Relevant lines are highlighted by >
symbol at the start of the line.
[2025-03-21 16:40:29,477][dependencies.general.mkdir_if_not_exists][INFO] - Directory exists, skipping creation
/Users/tobias/.local/projects/portfolio_medical_drg_ny/logs/pipeline
[2025-03-21 16:40:30,476][dependencies.io.csv_to_dataframe][INFO] - Read /Users/tobias/.local/projects/portfolio_medical_drg_ny/data/v7/v7.csv, created df
[2025-03-21 16:54:21,317][dependencies.transformations.agg_severities][INFO] - Done with core transformation: agg_severities
[2025-03-21 16:54:21,325][dependencies.general.mkdir_if_not_exists][INFO] - Directory exists, skipping creation
/Users/tobias/.local/projects/portfolio_medical_drg_ny/data/v8
[2025-03-21 16:54:24,451][dependencies.io.dataframe_to_csv][INFO] - Exported df to csv using filepath: /Users/tobias/.local/projects/portfolio_medical_drg_ny/data/v8/v8.csv
> [2025-03-21 16:54:27,709][dependencies.metadata.compute_file_hash][INFO] - Generated file hash: 0cee898257560d8e67d10b502b136054d5340a30fa1836d59e40cc53cbd45144
> [2025-03-21 16:54:27,857][dependencies.metadata.calculate_metadata][INFO] - Generated metadata for file: /Users/tobias/.local/projects/portfolio_medical_drg_ny/data/v8/v8.csv
> [2025-03-21 16:54:27,857][dependencies.metadata.calculate_metadata][INFO] - Metadata successfully saved to /Users/tobias/.local/projects/portfolio_medical_drg_ny/data/v8/v8_metadata.json
[2025-03-21 16:54:27,857][__main__][INFO] - Sucessfully executed step: agg_severities
Distinct scripts handle ingestion (dependencies/ingestion/download_and_save_data.py), cleaning (dependencies/cleaning/sanitize_column_names.py), and feature engineering (dependencies/transformations/mean_profit.py, etc.). This prevents confusion over which part of the code deals with each phase of the pipeline. Moreover, each script references a separate YAML config in the configs/transformations/
folder, making it simple to locate or modify specific functionality without breaking other parts of the pipeline.

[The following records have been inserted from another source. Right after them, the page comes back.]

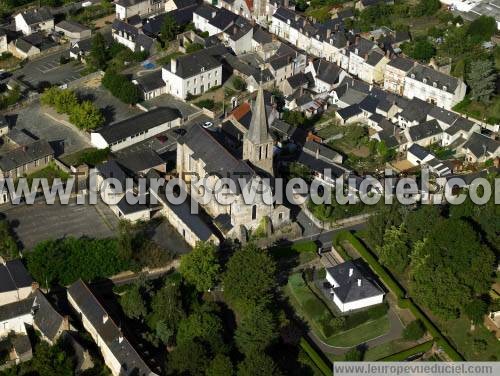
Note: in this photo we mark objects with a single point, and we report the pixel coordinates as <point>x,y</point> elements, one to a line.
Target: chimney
<point>65,324</point>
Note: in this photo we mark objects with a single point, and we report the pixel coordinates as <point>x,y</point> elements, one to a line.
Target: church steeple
<point>257,142</point>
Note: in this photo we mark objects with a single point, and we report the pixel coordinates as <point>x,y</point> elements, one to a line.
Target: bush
<point>414,330</point>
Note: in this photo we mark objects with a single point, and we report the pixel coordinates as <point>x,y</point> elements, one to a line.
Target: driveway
<point>40,221</point>
<point>48,70</point>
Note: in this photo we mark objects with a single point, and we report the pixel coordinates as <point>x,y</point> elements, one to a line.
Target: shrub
<point>414,330</point>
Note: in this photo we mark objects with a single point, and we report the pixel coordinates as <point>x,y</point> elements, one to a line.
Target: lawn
<point>316,313</point>
<point>489,113</point>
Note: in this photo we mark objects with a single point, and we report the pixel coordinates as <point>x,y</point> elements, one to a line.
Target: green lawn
<point>314,311</point>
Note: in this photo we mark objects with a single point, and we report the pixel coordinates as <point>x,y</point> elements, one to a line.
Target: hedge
<point>405,354</point>
<point>372,261</point>
<point>324,366</point>
<point>400,294</point>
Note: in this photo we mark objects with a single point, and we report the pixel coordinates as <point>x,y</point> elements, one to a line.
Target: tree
<point>187,358</point>
<point>258,364</point>
<point>98,57</point>
<point>256,330</point>
<point>169,29</point>
<point>475,310</point>
<point>166,308</point>
<point>482,28</point>
<point>414,330</point>
<point>201,266</point>
<point>249,278</point>
<point>202,324</point>
<point>86,116</point>
<point>8,245</point>
<point>221,365</point>
<point>481,78</point>
<point>239,83</point>
<point>394,252</point>
<point>133,303</point>
<point>441,268</point>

configs/transformations/mean_profit.yaml
defaults:
- base
- _self_
mean_profit:
mean_profit_col_name: mean_profit
mean_charge_col_name: mean_charge
mean_cost_col_name: mean_costly
The feature engineering flow in this project reflects many MLOps best practices: transformations are version-controlled, modular, and consistent. Logging, metadata capture, and typed configurations also strengthen reliability. These design choices reduce technical debt, accelerate development, and provide a clear record of how each feature was produced. As models evolve or new transformations are added, the underlying structure remains resilient, ensuring minimal risk of pipeline failures and guaranteeing reproducibility.